Note:- There would be time when you’ll need to add custom words depending upon your use case . So please feel free to expand stop words list provided by R.

#Soft removal of stop words
sft_Remv_StpW<- function(data,cols){          col1=cols[1];col2=cols[2];   data<-data%>%
     anti_join(stop_words_updated,by=(col2)) %>%
     group_by_at(vars(col1,col2)) %>%
     summarise(Count=n()) %>%
     arrange(-Count)
   data<-na.omit(data) #Remove NA
   return(data)
 }

Step6. Enable Parallel processing

If something takes less time if done through parallel processing, why not do it and save time?  😛

Create a PARLLEL SOCKET Cluster
 cores=detectCores()-1
 myCluster<-makeCluster(cores, type="PSOCK")
 registerDoParallel(myCluster)

start.time<-Sys.time()

#convert text in to tokens
 t1_lm<-unnestDF(text_df,'ParaText')


#Remove Numbers
 t1_lm_temp<-RmvNumber(t1_lm,'word')

#Remove stop words
 unigram<-sft_Remv_StpW(t1_lm_temp,cols)

 total.time<- Sys.time()- start.time
 total.time 

Step7. Store unigrams:-

In simple words , an N-gram is simply a sequence of N words. Unigram is a single word, bigram is two consecutive words and so on.

unigram<-unigram[with(unigram, order( ParaId)),] #sort dataframe

Step8. Calculate tf-idf score

Idea of using tf-idf is to give more weight to a term that is common in a specific document but uncommon across all documents.

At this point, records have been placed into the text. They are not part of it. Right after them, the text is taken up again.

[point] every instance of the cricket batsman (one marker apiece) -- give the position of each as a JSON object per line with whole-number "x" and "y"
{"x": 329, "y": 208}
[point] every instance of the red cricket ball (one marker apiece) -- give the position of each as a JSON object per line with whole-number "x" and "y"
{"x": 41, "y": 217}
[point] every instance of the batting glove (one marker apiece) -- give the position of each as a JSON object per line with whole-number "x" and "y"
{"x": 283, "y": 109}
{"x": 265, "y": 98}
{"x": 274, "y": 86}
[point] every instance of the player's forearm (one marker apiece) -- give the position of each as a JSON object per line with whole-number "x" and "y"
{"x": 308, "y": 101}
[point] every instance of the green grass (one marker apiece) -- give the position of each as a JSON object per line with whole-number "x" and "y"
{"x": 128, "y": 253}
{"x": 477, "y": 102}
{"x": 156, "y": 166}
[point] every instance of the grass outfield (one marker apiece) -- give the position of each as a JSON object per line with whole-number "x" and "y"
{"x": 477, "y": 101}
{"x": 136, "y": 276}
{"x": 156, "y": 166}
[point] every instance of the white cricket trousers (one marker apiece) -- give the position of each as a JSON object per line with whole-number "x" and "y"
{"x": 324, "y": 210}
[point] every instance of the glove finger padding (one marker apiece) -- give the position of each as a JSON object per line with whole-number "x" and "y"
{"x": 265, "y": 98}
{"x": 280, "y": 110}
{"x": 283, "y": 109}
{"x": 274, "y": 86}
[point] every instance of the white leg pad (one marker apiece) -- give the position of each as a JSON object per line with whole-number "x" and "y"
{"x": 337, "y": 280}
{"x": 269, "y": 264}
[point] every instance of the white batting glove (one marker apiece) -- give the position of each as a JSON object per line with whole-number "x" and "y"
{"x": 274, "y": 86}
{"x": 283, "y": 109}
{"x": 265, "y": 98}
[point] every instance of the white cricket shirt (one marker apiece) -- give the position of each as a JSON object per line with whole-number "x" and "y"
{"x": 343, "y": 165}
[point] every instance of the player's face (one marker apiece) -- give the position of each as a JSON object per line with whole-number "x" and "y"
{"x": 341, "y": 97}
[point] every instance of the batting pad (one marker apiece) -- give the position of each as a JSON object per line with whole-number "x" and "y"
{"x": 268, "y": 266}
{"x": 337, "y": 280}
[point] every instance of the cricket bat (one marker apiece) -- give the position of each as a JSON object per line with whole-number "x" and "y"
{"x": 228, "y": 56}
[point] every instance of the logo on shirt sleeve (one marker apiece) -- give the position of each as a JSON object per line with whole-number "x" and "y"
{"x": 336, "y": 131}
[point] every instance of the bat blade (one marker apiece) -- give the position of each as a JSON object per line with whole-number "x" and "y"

#########################Calculate tf-idf score

df<-unigram %>%
  bind_tf_idf(word, ParaId,Count)%>%
  arrange(desc(tf_idf))

########check tf-idf score frequency
score<-df %>% group_by(tf_idf) %>%summarise('Score'=n()) %>% arrange(desc(tf_idf))

Step9. Plot Histogram

Plot histogram to check distribution of tokens’ frequency

##Plot histogram to check distribution of word's frequency
opar <- options(scipen=100)
par(bg="gray")       ## set plot background color
hist(df$Count,
     main="Distribution of words in data",
     xlab="Count",
     breaks="FD",
     xlim=c(0,20),col="black")
grid(col="white") ## plots on top of histogram; re-plot
## histogram if you like ...
par(opar) ## restore original settings 

Step10. Plot wordCloud

Word clouds (also known as text clouds or tag clouds) work in a simple way: the more a specific word appears in a source of textual data (such as a speech, blog post, or database), the bigger and bolder it appears in the word cloud.

In simple words, Word cloud is a perfect way to collect and display the most popular words that resonate with the audience.

###Plot word cloud
set.seed(1234)
wordcloud2(df_temp[c('word','Count')], shape='triangle', backgroundColor='black')

Step11. Build Dcoument-Term Matrix

In simple words,The document-term matrix is a two-dimensional matrix whose rows are the documents and columns are the terms so each entry (i, j) represents the frequency of term i in document j.

##############################Build DTM(Document Term Matrix) for Unigrams
Uni_dtm<- as.data.frame(dcast(df_temp, ParaId ~ word, value.var = "Count",fun.aggregate = sum))
dim(Uni_dtm) #660* 941

“All these pre-processing steps aim to reduce the vocabulary size without removing any important content (which in some cases may not be true when you lowercase certain words, ie. ‘Bush’ is different than ‘bush’, while ‘Another’ has usually the same sense as ‘another’). The smaller the vocabulary is, the lower is the memory complexity, and the more robustly are the parameters for the words estimated. You also have to pre-process the test data in the same way.”

In short, you will understand all this much better when you’ll work NLP use cases.